What chip would you use to do this, and what is a good place to get injectors, something cheaper than going to VW for them?
Thanks


----------



## BladesNet (Mar 29, 2001)

*Re: How much HP/TQ can a 1.9 TDI make with bolt on mods? (giff74)*

A friend of mine has a A3 TDI







(1998)
He has a A4 engine , A3 turbo, ECU and pump (upgrading to A4 pump 10mm w/ 12mm head soon).








The mods are Upsolute chip, 0.216mm injectors, mufflerrectomy, dawes device, boost bleed.
The thing pulls like hell. It's unbelivable








You can spin the tires in 3rd gear








The A3 clutch/flywheel can hold all those mods... so far








We estimate around 260lb-ft and 135hp








With the 12mm pump, he'll probably be over 300lb-ft and 150hp








And he does about 1000km per tank with all that stuff








With the 12mm, maybe he'll be getting 1100km. (Some people with only the 11mm pump have obtained better fuel mileage)

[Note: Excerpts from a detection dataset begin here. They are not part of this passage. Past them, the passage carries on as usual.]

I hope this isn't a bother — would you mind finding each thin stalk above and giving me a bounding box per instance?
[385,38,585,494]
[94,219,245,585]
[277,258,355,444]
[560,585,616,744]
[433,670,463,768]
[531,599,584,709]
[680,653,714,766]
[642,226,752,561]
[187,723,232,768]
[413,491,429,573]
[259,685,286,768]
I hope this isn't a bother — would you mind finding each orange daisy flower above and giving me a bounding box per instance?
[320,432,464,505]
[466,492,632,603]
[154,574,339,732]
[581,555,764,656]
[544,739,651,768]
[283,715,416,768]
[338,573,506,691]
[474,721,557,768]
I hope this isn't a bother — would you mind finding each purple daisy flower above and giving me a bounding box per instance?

Chip: Upsolute: http://www.upsolute.com
Injectors/Nozzles: http://www.kermatdi.com


----------



## TexasVWdriver (Nov 29, 2000)

*Re: How much HP/TQ can a 1.9 TDI make with bolt on mods? (giff74)*


_Quote, originally posted by *giff74* »_What chip would you use to do this, and what is a good place to get injectors, something cheaper than going to VW for them?

Upsolute, Wett, or SpeedTuning. It's your choice. I have the UP chip myself.
The larger injectors are OEM European injectors.


----------



## genau (May 18, 2003)

*Re: How much HP/TQ can a 1.9 TDI make with bolt on mods? (BladesNet)*

Sounds like a mover blades - has your buddy been to the track lately?


----------



## weedeater1 (Mar 22, 2002)

*Re: How much HP/TQ can a 1.9 TDI make with bolt on mods? (genau)*

Depends on what you mean by 'bolt-on'. If you consider new pistons/rods/crank a 'bolt-on', then 180HP is not out of the question (with upgraded turbo, injectors, chip and oil cooler).


----------